Imagine for a moment you are a normal office employee. You have things to get done -- documents to read, emails to check, and presentations to create. You open up the company-wide file share to grab a document your co-worker sent you. Unbeknownst to you, someone dropped a malicious shortcut in your company's file share, and when you scroll past it, your Windows computer dutifully tries to use your domain credentials to authenticate to the share hosting the icon. You probably don't notice anything strange, with the exception of the "weird file" you haven't seen before, but you have things to do, and don't give it a second thought.
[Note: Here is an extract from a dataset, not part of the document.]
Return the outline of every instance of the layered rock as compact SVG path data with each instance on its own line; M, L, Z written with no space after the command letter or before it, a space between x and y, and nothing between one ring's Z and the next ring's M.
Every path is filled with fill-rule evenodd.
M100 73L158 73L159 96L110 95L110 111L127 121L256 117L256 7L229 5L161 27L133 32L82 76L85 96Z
Take a look at those weird files, would you?
Take a look at those weird files, would you?

Our beloved attacker, after placing a malicious shortcut on the network, will be listening for authentication using capture or relay tools such as Responder or Ntlmrelayx.

Praying to the hacking gods for authentication
Praying to the hacking gods for authentication

While it might be relatively rare that a user finds the right file share and folder with a single malicious shortcut in it, we can greatly increase these odds by creating as many shortcuts in as many different file shares and folders as we can. Tools already exist to create a single malicious shortcut, but in my research I could not find a tool that would create links en masse like I wanted to. Invoke-LinkSpray is my tool to create SMB and WebDAV links on an enterprise scale -- and as a gift to my clients, clean them up after I'm done with the assessment.

Please don't delete my links.

After exhausting other options, I excitedly suggested to my co-worker we use the Powershell script I wrote. With a list of read-write file shares gathered from CrackMapExec, we sprayed links on every file share we could -- around 500 links in total.

Creating malicious shortcuts in my lab environment
Creating malicious shortcuts in my lab environment

Shortly after, I got an email from my client contact proudly announcing they had found files I created, and that some of their co-workers had deleted other links they found. A while later, we caught and relayed authentication from a Domain Admin, which I choose to believe came from IT trying to delete the links placed on file shares.

Relaying authentication from a Domain Admin
Relaying authentication from a Domain Admin

Relayed Domain Admin authentication let us take control of a server which did not have SMB signing. We used the relayed session to extract password hashes for local accounts. The local admin account password was shared between a few other servers, including one that had a different Domain Admin logged in. Using built-in Windows tools, we created a memory dump of the lsass.exe process and extracted the Domain Admin's credentials from the dump file. I was ecstatic to take over on a client I didn't think we would be able to -- even better using a tool I wrote.

Here is what the tool looks like in my lab:

Believe in the me that believes in you.

I will be the first to admit nothing in this blog is original or novel in any way. Ideas were taken from other people, code written from StackExchange, and even as a finished product, Invoke-LinkSpray exists as middleware between CrackMapExec's share function and NTLM relay/capture tools. I struggled writing this relatively simple Powershell code, but want to document it for myself and other junior security professionals as they start in this industry. Proficiency takes time, and making something derivative is the first step to creating something amazing.